Explaining the traffic-blocking protesters, one of the Trump protesters told his daughter “it’s wrong the way they’re doing things."  "For those he views as protesting peacefully,” reporter Robert Klemko wrote, “he had more empathy.”

What if the BLM protesters had extended an outstretch hand to build on that empathy rather than holding up the clenched fist of a traffic blockade?  A political scientist who studied political activism to find out what works and what doesn't, says he found that effective organizers, using methods like "deep canvassing," understood that empathy for people you disagree with is the key to getting power for a political movement.  "The organizers I have met while researching this book are some of the most empathic people I've ever encountered," he said (Hersh, 128). 

But cognitive empathy—understanding—among citizens is the great missing piece in American democracy today. It’s why conspiracy theories thrive, a president can govern through division rather than unification, and why everyone’s favorite political symbol is a fist rather than, say, an outstretched hand.

I say protest by all means, and raise your fist—against the government, the powers that be, the plutocracy, entrenched incumbents, corporate greed, corruption, racism, crime, bureaucratic bloat, neoliberalism, taxes, student debt, unnecessary regulation, trans-phobia, the Fed, sexism, abortion, war, vaccines, global warming, contrails, mass incarceration, or whatever else you think needs fixing.

But to your fellow citizens, offer the outstretched hand and invite them into your coalition.
NOTES
Above, the party flag of the Movement for Democratic Change, the main opposition party in Zimbabwe, features an open, outstretched hand as its symbol.

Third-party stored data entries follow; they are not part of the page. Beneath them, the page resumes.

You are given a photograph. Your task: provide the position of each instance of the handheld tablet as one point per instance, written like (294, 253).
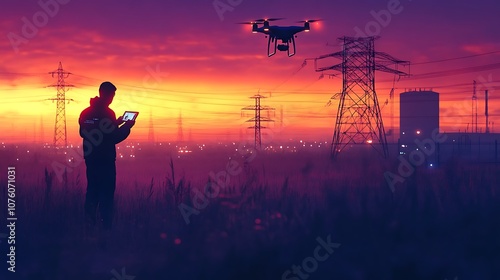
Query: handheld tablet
(130, 116)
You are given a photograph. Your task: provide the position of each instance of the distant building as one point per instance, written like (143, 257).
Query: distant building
(419, 118)
(419, 125)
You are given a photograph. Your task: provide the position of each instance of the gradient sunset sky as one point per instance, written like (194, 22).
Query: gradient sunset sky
(185, 57)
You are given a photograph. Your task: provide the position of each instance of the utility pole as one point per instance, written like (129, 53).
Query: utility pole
(151, 132)
(60, 137)
(257, 119)
(359, 120)
(474, 108)
(180, 134)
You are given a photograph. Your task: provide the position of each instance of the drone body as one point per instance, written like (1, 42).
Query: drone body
(285, 34)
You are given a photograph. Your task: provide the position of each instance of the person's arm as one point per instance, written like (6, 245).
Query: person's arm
(122, 129)
(82, 122)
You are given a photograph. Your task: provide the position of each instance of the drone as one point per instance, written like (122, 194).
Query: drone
(284, 33)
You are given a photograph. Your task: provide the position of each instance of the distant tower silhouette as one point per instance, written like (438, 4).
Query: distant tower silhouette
(60, 137)
(359, 120)
(474, 108)
(257, 119)
(151, 133)
(180, 135)
(281, 117)
(42, 135)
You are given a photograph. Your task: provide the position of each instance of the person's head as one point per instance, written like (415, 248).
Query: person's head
(107, 92)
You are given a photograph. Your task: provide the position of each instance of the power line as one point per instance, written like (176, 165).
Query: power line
(455, 58)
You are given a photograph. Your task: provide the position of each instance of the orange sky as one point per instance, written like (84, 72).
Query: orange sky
(166, 60)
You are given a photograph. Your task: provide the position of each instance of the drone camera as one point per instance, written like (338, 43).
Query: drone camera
(307, 27)
(283, 48)
(266, 25)
(255, 26)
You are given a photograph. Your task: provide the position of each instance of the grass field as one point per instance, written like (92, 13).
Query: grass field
(440, 223)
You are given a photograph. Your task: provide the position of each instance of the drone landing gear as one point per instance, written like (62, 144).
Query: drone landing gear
(284, 47)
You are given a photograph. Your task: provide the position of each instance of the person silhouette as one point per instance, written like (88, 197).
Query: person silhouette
(101, 131)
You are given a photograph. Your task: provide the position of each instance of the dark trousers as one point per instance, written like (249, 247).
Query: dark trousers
(101, 184)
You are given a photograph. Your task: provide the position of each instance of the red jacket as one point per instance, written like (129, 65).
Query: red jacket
(100, 132)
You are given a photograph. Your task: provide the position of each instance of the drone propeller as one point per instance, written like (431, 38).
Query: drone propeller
(268, 19)
(309, 20)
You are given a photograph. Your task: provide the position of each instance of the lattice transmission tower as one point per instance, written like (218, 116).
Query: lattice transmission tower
(258, 118)
(359, 120)
(60, 137)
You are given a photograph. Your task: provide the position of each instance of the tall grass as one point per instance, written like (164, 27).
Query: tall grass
(438, 224)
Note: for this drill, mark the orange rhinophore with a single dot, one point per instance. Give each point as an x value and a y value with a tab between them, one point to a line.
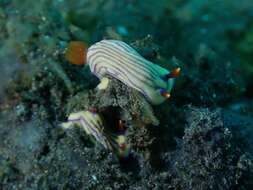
76	53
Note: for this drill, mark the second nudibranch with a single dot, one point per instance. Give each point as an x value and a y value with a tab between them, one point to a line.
119	60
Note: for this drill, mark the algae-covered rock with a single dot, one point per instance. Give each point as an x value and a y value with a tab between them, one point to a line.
209	155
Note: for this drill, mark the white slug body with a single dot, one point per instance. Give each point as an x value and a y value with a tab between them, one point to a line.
119	60
91	123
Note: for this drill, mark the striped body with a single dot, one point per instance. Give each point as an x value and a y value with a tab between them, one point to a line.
119	60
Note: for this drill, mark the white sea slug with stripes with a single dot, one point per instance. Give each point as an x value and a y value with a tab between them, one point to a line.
119	60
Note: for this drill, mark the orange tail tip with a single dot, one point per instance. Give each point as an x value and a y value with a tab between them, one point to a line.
76	53
173	74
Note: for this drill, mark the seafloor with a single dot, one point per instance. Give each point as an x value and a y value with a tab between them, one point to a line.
204	139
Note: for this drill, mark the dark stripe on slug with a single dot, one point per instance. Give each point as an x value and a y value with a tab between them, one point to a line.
91	63
136	60
130	72
123	45
127	56
136	55
128	81
119	61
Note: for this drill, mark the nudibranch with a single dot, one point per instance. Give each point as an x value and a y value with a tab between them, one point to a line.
119	60
93	125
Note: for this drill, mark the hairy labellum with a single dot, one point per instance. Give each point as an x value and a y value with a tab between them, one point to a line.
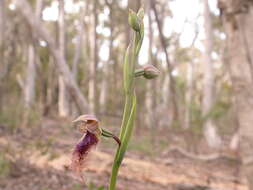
81	151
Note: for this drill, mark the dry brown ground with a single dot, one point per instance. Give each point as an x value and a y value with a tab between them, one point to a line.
40	157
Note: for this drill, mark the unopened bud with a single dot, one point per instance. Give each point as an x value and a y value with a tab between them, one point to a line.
140	13
89	123
133	20
150	71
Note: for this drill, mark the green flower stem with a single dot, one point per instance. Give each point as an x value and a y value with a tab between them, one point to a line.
139	73
127	125
122	149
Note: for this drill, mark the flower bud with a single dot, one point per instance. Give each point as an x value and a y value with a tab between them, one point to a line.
134	21
150	71
89	123
140	14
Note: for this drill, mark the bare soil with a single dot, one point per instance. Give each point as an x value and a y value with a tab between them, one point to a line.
39	159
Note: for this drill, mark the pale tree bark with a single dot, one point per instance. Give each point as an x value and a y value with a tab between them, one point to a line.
150	94
209	128
40	31
63	97
29	85
172	88
93	63
2	70
106	72
238	18
189	86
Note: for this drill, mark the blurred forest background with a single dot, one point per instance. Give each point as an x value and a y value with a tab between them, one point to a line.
63	58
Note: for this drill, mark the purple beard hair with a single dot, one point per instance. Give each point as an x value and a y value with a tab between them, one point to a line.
81	152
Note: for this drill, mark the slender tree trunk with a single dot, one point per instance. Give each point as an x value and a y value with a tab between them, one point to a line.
26	11
238	18
172	87
209	129
63	99
189	87
2	26
29	85
93	64
150	88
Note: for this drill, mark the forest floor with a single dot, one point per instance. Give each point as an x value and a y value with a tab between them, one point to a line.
38	158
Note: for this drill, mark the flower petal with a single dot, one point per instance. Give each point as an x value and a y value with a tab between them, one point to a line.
81	152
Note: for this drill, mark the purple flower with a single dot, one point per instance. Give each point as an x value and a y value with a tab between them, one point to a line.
79	156
89	126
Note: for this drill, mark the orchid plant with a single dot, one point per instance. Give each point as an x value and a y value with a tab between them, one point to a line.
89	124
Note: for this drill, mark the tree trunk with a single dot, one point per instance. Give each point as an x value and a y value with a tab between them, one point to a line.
29	85
2	26
150	88
172	92
209	128
60	61
93	64
63	98
238	18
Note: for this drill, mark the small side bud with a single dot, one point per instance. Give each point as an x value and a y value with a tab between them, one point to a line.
141	13
150	71
110	135
133	20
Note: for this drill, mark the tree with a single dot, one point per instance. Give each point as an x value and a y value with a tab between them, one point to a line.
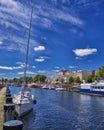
100	73
71	80
62	80
40	78
89	79
77	79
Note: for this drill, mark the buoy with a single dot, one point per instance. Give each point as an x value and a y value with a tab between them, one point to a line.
13	125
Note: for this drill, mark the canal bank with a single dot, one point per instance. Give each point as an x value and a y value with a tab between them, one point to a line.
2	102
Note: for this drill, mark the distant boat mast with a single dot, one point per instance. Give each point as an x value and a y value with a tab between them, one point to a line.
27	50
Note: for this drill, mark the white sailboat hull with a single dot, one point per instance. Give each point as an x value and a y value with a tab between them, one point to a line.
23	109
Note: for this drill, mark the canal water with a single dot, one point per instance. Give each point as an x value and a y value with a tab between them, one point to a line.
63	110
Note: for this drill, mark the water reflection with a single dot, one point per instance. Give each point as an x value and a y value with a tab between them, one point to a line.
57	110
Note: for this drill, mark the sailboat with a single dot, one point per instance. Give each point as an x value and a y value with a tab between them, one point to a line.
24	100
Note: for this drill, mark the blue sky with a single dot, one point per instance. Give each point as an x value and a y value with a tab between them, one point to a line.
66	34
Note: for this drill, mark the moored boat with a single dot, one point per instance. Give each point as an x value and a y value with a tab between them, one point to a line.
24	100
96	88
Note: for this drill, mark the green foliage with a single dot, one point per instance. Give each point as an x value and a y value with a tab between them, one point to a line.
71	80
77	79
89	79
100	73
62	80
39	78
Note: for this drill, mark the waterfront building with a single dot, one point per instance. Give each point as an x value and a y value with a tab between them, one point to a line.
65	74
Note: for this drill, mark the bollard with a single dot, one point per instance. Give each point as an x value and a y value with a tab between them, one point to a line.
13	125
9	112
8	99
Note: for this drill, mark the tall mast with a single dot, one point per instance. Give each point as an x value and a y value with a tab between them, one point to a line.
27	50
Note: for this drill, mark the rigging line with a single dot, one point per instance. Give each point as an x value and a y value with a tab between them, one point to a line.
27	49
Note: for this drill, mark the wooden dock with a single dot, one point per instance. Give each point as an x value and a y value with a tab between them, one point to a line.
2	102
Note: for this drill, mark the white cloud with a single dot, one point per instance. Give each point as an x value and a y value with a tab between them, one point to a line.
8	3
56	67
84	52
33	66
28	72
40	59
72	67
39	48
1	42
11	68
6	68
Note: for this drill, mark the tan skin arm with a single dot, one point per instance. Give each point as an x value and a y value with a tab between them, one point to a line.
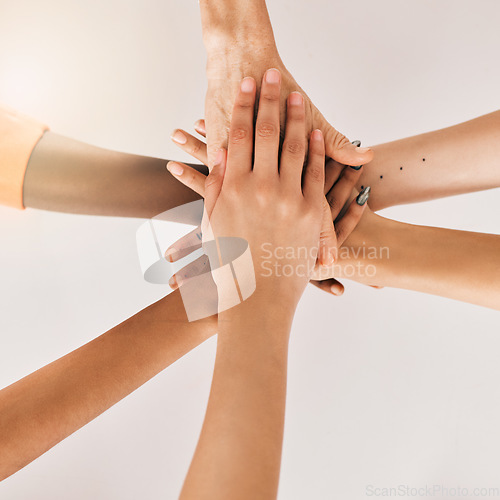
42	409
460	159
65	175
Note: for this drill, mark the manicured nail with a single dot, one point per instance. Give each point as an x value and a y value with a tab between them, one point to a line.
327	257
218	157
174	168
357	144
199	126
272	76
296	99
169	254
247	84
178	137
363	196
337	289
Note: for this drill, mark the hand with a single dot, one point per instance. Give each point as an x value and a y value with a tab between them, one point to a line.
339	184
228	62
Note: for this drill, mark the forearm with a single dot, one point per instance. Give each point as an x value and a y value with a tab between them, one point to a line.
454	160
45	407
459	265
235	22
65	175
239	451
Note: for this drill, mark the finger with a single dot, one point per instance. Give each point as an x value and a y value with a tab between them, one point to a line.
189	176
200	127
333	170
327	251
240	149
294	146
314	177
184	246
346	225
267	128
214	180
342	150
190	144
331	286
341	191
199	266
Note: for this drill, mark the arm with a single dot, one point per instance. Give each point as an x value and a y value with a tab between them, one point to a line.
42	409
66	175
239	450
239	41
454	160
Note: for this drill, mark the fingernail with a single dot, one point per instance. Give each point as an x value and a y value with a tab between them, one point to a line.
296	99
363	196
174	168
247	84
169	254
218	157
178	137
272	76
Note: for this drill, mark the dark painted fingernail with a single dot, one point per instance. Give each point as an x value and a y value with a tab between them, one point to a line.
357	144
363	196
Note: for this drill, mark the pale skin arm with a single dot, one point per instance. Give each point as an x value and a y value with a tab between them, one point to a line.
239	451
455	160
42	409
239	41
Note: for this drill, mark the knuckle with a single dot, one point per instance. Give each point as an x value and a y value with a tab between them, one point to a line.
266	129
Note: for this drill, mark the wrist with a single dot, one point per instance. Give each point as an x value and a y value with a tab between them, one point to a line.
370	255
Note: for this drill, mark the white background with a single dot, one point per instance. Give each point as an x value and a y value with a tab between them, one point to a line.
385	387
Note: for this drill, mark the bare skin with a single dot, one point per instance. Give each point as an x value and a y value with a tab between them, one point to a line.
239	450
45	407
380	252
239	41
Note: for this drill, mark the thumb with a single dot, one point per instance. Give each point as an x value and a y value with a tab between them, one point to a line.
342	150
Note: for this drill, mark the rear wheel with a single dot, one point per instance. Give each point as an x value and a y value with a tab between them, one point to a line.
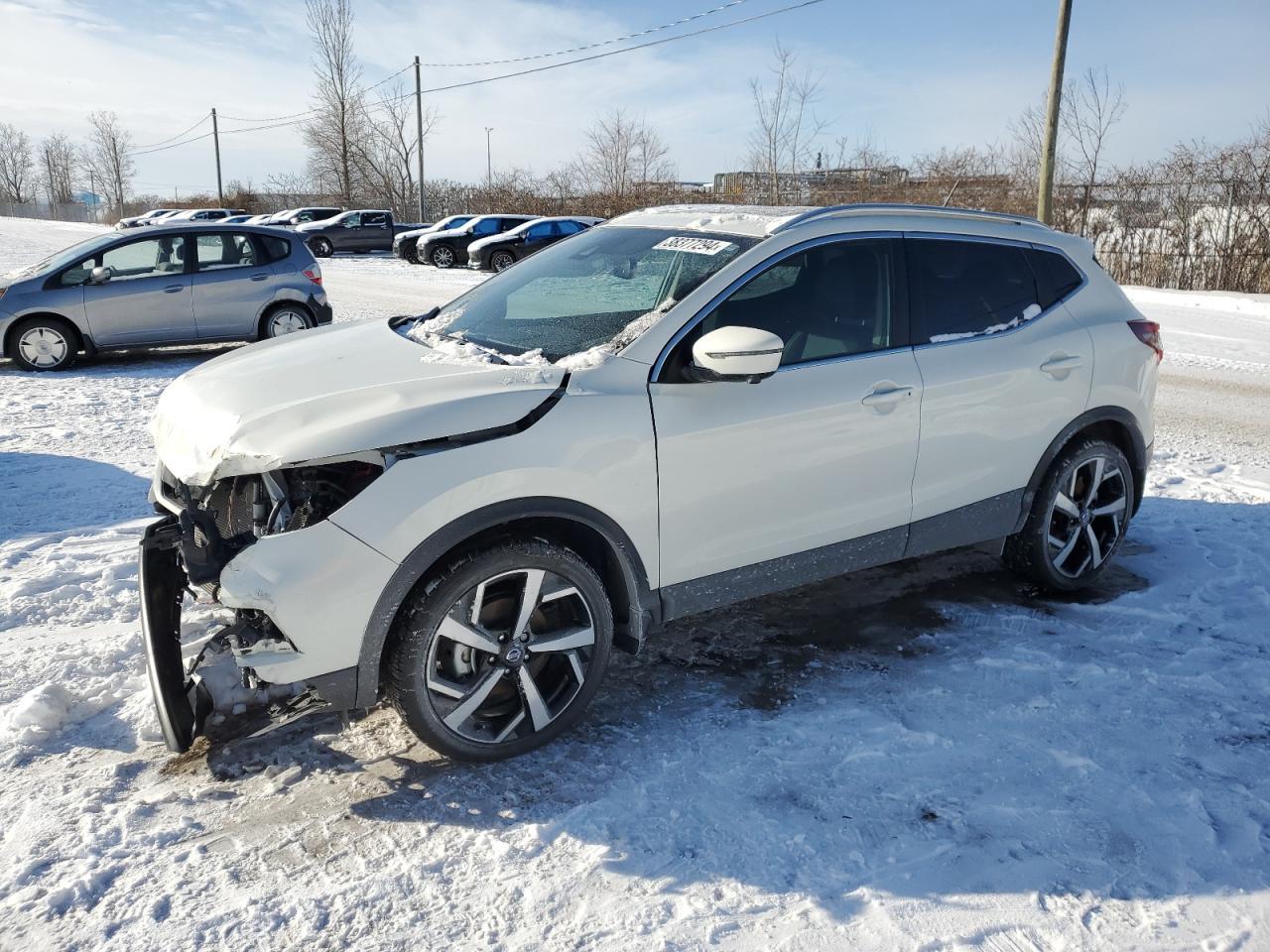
502	652
285	320
1078	521
45	344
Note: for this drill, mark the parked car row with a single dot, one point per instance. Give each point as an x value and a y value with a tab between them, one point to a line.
485	241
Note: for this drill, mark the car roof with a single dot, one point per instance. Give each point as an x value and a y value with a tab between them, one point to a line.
760	221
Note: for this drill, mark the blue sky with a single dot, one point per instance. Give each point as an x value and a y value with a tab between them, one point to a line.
913	73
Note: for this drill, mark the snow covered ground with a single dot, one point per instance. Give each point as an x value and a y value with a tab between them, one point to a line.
924	757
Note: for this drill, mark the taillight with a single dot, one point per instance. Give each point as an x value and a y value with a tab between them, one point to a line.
1148	333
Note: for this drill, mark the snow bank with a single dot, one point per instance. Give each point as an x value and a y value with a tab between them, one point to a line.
1224	301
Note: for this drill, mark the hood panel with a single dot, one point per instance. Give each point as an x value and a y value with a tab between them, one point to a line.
336	390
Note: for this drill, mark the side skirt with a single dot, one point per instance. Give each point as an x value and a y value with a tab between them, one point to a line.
987	521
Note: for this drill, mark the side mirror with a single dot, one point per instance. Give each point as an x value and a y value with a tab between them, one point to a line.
737	354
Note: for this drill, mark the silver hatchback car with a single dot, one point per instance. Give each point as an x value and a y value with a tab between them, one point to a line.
173	285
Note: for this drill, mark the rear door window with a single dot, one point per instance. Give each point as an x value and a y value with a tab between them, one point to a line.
225	250
1056	276
964	289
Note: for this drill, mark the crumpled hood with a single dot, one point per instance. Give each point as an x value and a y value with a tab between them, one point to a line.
344	389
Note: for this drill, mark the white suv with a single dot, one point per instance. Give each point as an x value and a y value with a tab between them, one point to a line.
679	409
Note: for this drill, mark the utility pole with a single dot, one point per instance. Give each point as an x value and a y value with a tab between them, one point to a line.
216	139
489	166
418	118
1046	186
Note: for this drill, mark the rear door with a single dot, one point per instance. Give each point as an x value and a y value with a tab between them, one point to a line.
231	284
376	232
148	298
345	235
1003	371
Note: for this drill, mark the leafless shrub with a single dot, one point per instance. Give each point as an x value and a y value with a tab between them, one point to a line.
16	166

The liberal, Democratic-voting sociologist Arlie Hochschild spent five years among conservative Republican-voting working class people in Louisiana to understand why they would consistently to vote—in her judgement—against their self interest. Read about her commendable attempt at developing cognitive empathy for fellow citizens in her 2016 book, Strangers in Their Own Land: Anger and Mourning on the American Right.

Eitan Hersh, Politics is for Power: How to Move Beyond Political Hobbyism, Take Action, and Make Real Change (New York: Scribner, 2020).  See chapter 15,  pp. 127-133.

The theme of the December 2019 Atlantic was "How to Stop a Civil War." The issue explores causes of polarization and fracture, as well as potential solutions.  One article describes an intriguing effort by a group, called "Better Angels" after a phrase in Lincoln's first inaugural when he was trying to prevent a civil war, that seeks to mitigate polarization.  Andrew Ferguson, in "Can this Marriage be Saved?" (pp. 86-90) describes how the group organizes gatherings that apply the "techniques of couples counseling to bring reds and blues back together again."

1 comment:

  1. Wow, that link to the Pew graph about only 44 percent of Americans liking politicians who compromise is eye-opening, particularly the jump in 2014 and then the Democratic decrease in 2018. Also the partisan gap.

    Regarding the Hochschild against their own self-interest voting: I haven't read Hochschild herself on this topic, but I have talked to friends who have expressed an opinion similar to this. What bothers me is that it seems to me that when someone left of center votes against what I would consider their own best interests, that gets framed as "principle." But when someone right of center votes against what could be considered their own best interests, that gets framed as "foolish" or "having been manipulated."